脳科学などバイオ研究のニュースや話題 11.23 Thu

果物や野菜の鮮度がわかる小型の「匂いセンサー」を開発

「嗅覚」小型チップ

食品が傷んでいるかどうかを自動で検出することができないか?―安価かつ高性能な「嗅覚センサー」がこれを可能にしてくれそうです。ひょっとしたら将来、スーパーで普通に使われるかも知れません。

匂いセンサー

マサチューセッツ工科大学出身のジャン・シュノアー氏が学生時代の指導教官とともに起業して創設した「C2Sense社」が開発した小型チップは、いわゆる「匂いセンサー」として機能することができます。

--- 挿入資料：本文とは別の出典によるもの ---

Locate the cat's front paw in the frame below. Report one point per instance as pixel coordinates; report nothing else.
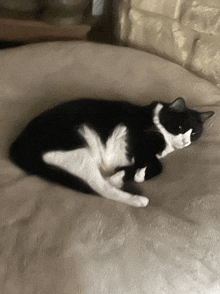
(140, 175)
(117, 179)
(139, 201)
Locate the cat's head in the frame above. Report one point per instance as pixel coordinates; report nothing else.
(181, 124)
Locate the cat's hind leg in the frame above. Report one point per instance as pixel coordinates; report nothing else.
(81, 163)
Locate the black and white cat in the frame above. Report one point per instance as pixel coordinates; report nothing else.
(98, 145)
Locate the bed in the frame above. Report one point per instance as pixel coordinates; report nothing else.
(56, 240)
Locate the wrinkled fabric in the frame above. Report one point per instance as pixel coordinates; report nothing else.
(55, 240)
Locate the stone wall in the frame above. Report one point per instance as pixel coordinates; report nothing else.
(184, 31)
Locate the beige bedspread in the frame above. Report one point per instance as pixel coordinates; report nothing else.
(54, 240)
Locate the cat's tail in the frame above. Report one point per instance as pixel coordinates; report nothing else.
(28, 158)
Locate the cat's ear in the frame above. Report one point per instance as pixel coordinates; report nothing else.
(205, 115)
(178, 105)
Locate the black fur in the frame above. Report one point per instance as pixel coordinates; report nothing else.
(57, 129)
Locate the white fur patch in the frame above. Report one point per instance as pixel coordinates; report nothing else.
(113, 153)
(85, 163)
(81, 163)
(173, 142)
(140, 175)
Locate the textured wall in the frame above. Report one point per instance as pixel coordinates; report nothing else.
(184, 31)
(61, 12)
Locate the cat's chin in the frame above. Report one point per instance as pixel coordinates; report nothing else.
(181, 146)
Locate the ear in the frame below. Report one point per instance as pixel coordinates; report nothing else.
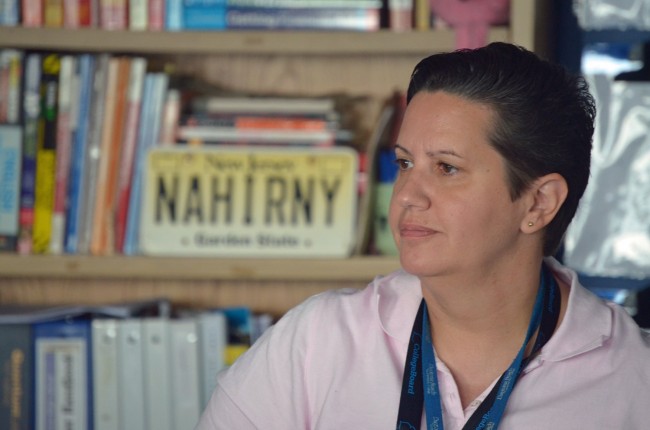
(545, 196)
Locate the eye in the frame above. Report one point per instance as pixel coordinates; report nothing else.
(447, 169)
(403, 163)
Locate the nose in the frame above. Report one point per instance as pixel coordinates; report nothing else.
(409, 191)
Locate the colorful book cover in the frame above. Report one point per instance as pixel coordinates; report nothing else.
(63, 372)
(251, 18)
(31, 13)
(31, 113)
(11, 64)
(46, 154)
(93, 152)
(204, 14)
(151, 117)
(65, 124)
(86, 66)
(16, 373)
(239, 201)
(107, 151)
(10, 161)
(132, 125)
(53, 13)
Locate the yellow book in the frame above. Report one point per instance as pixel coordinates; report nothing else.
(46, 155)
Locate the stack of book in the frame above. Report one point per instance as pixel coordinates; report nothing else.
(132, 366)
(95, 155)
(175, 15)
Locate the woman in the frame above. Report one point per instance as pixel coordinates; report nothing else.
(482, 328)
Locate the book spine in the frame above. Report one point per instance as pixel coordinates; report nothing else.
(46, 154)
(174, 15)
(105, 374)
(359, 19)
(53, 13)
(31, 13)
(157, 373)
(306, 3)
(98, 196)
(31, 113)
(131, 374)
(76, 183)
(113, 14)
(93, 153)
(156, 15)
(148, 138)
(63, 374)
(132, 125)
(13, 60)
(63, 152)
(138, 15)
(184, 372)
(9, 15)
(400, 15)
(204, 14)
(10, 160)
(16, 368)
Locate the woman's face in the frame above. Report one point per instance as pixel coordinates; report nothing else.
(451, 210)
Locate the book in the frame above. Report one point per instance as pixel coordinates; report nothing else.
(16, 370)
(303, 106)
(101, 241)
(93, 152)
(249, 201)
(204, 14)
(65, 122)
(131, 127)
(131, 374)
(213, 339)
(11, 61)
(400, 15)
(157, 373)
(46, 154)
(9, 13)
(155, 89)
(31, 13)
(63, 398)
(184, 361)
(113, 14)
(31, 113)
(86, 69)
(351, 19)
(138, 15)
(156, 15)
(53, 13)
(105, 371)
(306, 3)
(10, 161)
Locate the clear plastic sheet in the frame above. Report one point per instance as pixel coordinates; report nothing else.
(610, 235)
(613, 14)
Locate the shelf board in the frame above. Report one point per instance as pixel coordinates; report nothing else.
(236, 42)
(168, 268)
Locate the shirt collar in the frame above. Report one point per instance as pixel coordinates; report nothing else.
(587, 323)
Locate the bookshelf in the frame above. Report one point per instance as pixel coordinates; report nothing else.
(315, 62)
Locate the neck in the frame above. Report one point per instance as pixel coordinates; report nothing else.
(490, 309)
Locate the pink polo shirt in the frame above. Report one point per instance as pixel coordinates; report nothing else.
(336, 362)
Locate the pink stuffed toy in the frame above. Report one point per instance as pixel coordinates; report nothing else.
(471, 18)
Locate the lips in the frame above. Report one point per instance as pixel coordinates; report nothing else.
(415, 231)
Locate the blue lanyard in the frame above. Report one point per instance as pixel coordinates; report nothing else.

「匂い」を検知できるセンサーは、すでに一般家庭でも使用されています。たとえば、煙探知器やガス警報器などがそうです。

人間の鼻が、鼻腔内にある受容体で化学物質を検出して脳に信号を送るように、特定の物質をセンサーが検知すると装置内の電流を変化させ、アラームの引き金となります。C2Sense社が開発するセンサーも基本的には同じ仕組みです。

エチレンガスを検出

野菜や果物は「エチレンガス」の作用で生長し、熟成します。収穫された後も同じで、スーパーなどで売られている状態でも老化して傷むとますますエチレンガスを放出します。そして放出されたガスを浴びた果物はより早く熟して傷み、ドミノ倒しのように果物すべての老化が加速していきます。

C2Senseが開発したセンサーは、微量のエチレンガスを検出することができます。これによって、腐りかけている食べ物を、周囲に影響を及ぼす前に探し出すことができます。

エチレンを検出できるセンサーは以前からあったそうですが、高価であり精度もあまりよくなかったという。C2Senseは、高感度かつ高精度、そして安価なセンサーを開発しました。センサーの中心となる技術は、シュノアー氏が所属していた大学の研究チームが開発した新素材です。

彼らはすでに、エチレンガスだけではなく、肉から放出されるアミンやアンモニアなどのガスも検出できるセンサーを開発しており、1つのチップで4種類までのガスを検出できる試作品をつくっています。

将来は、スーパーで買い物をしながら自分のスマートフォンで商品をスキャンして、その商品の新鮮さを調べることができるか時代が来るかも知れないという。